Introduction to Automotive Composites

Introduction to Automotive Composites

Author: N. Tucker WMG, Warwick, and K. Lindsey, Gibbs Technology Ltd., Nuneaton
ISBN 978-1-85957-279-5 

pages: 200
Composites are being used more and more in the automotive industry, because of their strength, weight, quality and cost advantages. In 1998-1999, to further knowledge of composites, the Rover Group in conjunction with the Warwick Manufacturing Group devised a Composite Awareness course. This book is an updated and expanded version of the course notes.

This book is intended to give readers an appreciation of composites, materials properties, manufacturing technologies and the wider implications of using composites in the automotive sector. It will be useful for those already working with composites in automotive applications and for those who are considering using them in the future.

1 What are Composites?
This chapter deals with the properties of composites, the types of composite commonly used for automotive applications and reinforcement with fibres.

2 Polymer Chemistry and Physics
This chapter explains how polymers are formed and how the structure affects the physical and chemical properties of the resulting composite.

3 Composite Ingredients
The differences between thermoplastics and thermosets are discussed.

4 General Properties of Composites
The physical properties of composites, stiffness, strength, and toughness are explained and how these properties influence what sort of composite is obtained. Test methods and manufacturing methods are also covered.
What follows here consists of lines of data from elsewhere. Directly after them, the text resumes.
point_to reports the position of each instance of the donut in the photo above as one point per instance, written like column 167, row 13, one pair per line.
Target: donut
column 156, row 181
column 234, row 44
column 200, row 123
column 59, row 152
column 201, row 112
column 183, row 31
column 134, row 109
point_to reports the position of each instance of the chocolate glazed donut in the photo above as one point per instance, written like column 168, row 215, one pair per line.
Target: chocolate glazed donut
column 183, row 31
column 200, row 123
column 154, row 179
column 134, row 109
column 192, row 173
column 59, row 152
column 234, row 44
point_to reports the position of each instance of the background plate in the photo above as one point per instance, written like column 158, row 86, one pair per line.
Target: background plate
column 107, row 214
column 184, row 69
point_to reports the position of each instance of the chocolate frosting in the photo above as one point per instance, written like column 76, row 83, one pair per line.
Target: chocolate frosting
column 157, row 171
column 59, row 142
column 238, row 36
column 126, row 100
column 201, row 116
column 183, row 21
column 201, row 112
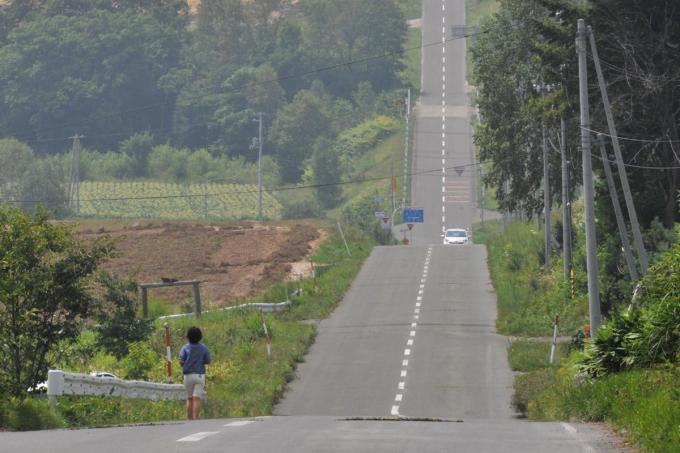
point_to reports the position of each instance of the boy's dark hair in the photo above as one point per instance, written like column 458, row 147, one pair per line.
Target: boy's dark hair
column 194, row 335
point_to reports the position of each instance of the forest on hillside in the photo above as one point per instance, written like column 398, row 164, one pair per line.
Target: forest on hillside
column 159, row 90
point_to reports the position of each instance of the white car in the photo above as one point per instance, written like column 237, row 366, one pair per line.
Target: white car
column 456, row 236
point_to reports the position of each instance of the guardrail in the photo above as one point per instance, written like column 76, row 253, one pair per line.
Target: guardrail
column 61, row 383
column 265, row 307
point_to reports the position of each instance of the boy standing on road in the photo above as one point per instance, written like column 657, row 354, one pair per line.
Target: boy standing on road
column 193, row 357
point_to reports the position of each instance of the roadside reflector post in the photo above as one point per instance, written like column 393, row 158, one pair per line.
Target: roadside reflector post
column 168, row 353
column 266, row 335
column 554, row 343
5 How can we use Composites in Car Manufacture?
The reasons for using composites are discussed. Examples are given of the use of composites in specific automotive examples.

6 Manufacturing with Thermoset Composites.
This chapter covers manufacturing methods, such as resin infusion, pre-pregging, resin transfer moulding, structural reaction injection moulding, filament winding, and pultrusion.

7 Manufacturing with Thermoplastic Composites
This chapter discusses manufacturing methods such as log fibre GMT and short fibre injection moulding.

8 Economics of Composites Manufacture
Covers cost analysis, comparison of materials costs and parts integration and modules.

9 What to do with Composites at the end of Vehicle Life.
Mechanical and chemical recycling, thermal conversion and energy recovery are all covered in this chapter.

10 The Future of Composites.
This chapter discusses the advantages of using composites, hypercars, and gives examples of future uses of composites indoors, bonnets and other automotive structures.

11 Design Guidelines for Composites.
This chapter covers designing for composites, including choice of materials.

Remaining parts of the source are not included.